# SiamOnline Thailand Info > Süd Thailand >  Die beien Heldinnen...

## Erwin

Jedes Mal wenn mich mein Schwager in Phuket vom Flughafen abholt, kommen wir an einem Monument vorbei, auf dem 2 Damen stehen. Und jedes Mal macht mein Schwager einen Wai in Richtung auf die Damen. Hier will ich etwas über die beiden Damen berichten. Es kann ja sein, dass sich jemand von Euch für die Geschichte Siams interessiert?
Kurz nachdem Rama I 1785 zum König gekrönt worden war, fielen die Burmesen mit 144.000 Mann, aufgeteilt in 9 Armeen, in Siam ein.  Eine dieser Armeen mit ca. 6000 Mann attackierte den Süden und eroberte nach und nach die Stätde Phrachup Kiri Khan, Chumporn, Ligor (=Nakorn Sri Thammarat), Phattalung und Songkla. 
Eine 2. Armee von ca. 5000 Mann  kam auf Schiffen, unter Führung des Generals Yiwun.  Diese Armee eroberte zunächst Ranong im Dezember 1785. Dann segelten sie weiter südwärts und griffen mit 3500 Mann Phuket an.
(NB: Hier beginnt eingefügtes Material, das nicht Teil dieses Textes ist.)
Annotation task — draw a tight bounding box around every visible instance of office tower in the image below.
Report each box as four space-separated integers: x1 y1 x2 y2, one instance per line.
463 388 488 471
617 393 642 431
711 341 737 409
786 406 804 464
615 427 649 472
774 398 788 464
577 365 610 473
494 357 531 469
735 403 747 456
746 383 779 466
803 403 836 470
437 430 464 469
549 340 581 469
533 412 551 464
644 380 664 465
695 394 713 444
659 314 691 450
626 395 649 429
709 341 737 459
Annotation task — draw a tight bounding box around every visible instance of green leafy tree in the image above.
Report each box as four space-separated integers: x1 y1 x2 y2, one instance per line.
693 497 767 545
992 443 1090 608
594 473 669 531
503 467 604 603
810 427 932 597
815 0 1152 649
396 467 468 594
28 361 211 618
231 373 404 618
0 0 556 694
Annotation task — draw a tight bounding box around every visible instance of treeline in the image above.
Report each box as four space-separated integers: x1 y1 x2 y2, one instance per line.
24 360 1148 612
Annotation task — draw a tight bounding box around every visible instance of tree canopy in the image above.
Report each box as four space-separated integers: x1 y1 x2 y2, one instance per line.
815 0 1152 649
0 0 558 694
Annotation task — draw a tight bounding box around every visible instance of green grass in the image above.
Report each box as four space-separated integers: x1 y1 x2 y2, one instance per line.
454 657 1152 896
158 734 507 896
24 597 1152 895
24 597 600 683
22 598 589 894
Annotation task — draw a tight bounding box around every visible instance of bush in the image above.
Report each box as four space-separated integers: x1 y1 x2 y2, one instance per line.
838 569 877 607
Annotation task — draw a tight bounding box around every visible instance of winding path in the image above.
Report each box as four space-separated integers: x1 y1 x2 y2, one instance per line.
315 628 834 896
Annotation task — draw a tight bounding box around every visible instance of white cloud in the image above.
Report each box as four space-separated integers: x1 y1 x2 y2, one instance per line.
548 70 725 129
Damals gab es auf Phuket 2 Militärkommissare, sie verließen die Insel mit ihren Soldaten, um einen wichtigen Pass im Inland zu schützen. Es blieben also nur wenige Soldaten auf Phuket zurück
Die Bewohner Phukets waren zu dieser Zeit führerlos, ihr Gouverneur Phaya Pimon war gerade 1 Monat vorher gestorben, ein Nachfolger war noch nicht bestimmt. 
Phaya Pimon’s Witwe, Lady Chan, war zu der Zeit ca. 45 Jahre alt, sie entstammte einer reichen Muslimfamilie aus Keddah.  
Die Menschen auf Phuket wussten, dass Ligor gefallen war, und es gab das (falsche) Gerücht, dass auch Bangkok gefallen sei.  Sie glaubten also nicht, dass Sie von irgendwoher militärische Unterstützung bekommen könnten.
Lady Chan rief also eine Versammlung wichtiger Leute ein, um zu beraten, ob man 
in den Dschungel nach Phang Nga fliehen sollte (das Festland war größtenteils schon in der Hand der Burmesen und diese versuchten, alle von Phuket Fliehenden mit Schiffen aufzufangen und zu versklaven), oder ob man Widerstand leisten sollte. Unterstützt von ihrer jüngeren Schwester Mook überzeugte Lady Chan ca. 600 Personen, zu bleiben und  im einem Fort Schutz zu suchen, das in Ban Don stand und ca. 100 Jahre vorher von René Charbonneau erbaut worden war.  Das Fort war sehr gut bestückt mit gewaltigen, weit reichenden Kanonen (sie stammten von den Briten und Dänen), „grapeshot“-Munition, Musketen und Schießpulver. Man brachte alle Wertsachen in das Fort, außerhalb des Forts zerstörte man alle Nahrungsquellen, derer sich die Burmesen hätten bedienen können.
Die Burmesen landeten am Nai Yang Beach. Sie verbannten alle verlassenen Dörfer, die sie fanden.  Die Burmesen hatten zwar auch  Kanonen aber es waren kleinkalibrige, die eigentlich auf ihren Schiffen benutzt wurden. Die Burmesen umringten das Fort, blieben aber außerhalb der Reichweite der feindlichen Kanonen. Ihre eigenen Kanonen waren zu schwach, um die aus Holz und Erde bestehenden Festung zu zerstören. Lady Chan bluffte die Burmesen, indem sie die vielen Frauen im Fort Männerkleidung anziehen ließ, so dass die Burmesen denken mussten, es wäre viel mehr Soldaten im Fort als es in Wirklichkeit gab. 
Die Belagerung der Burmesen dauerte 25 Tage. Dann zogen sich die Burmesen zurück.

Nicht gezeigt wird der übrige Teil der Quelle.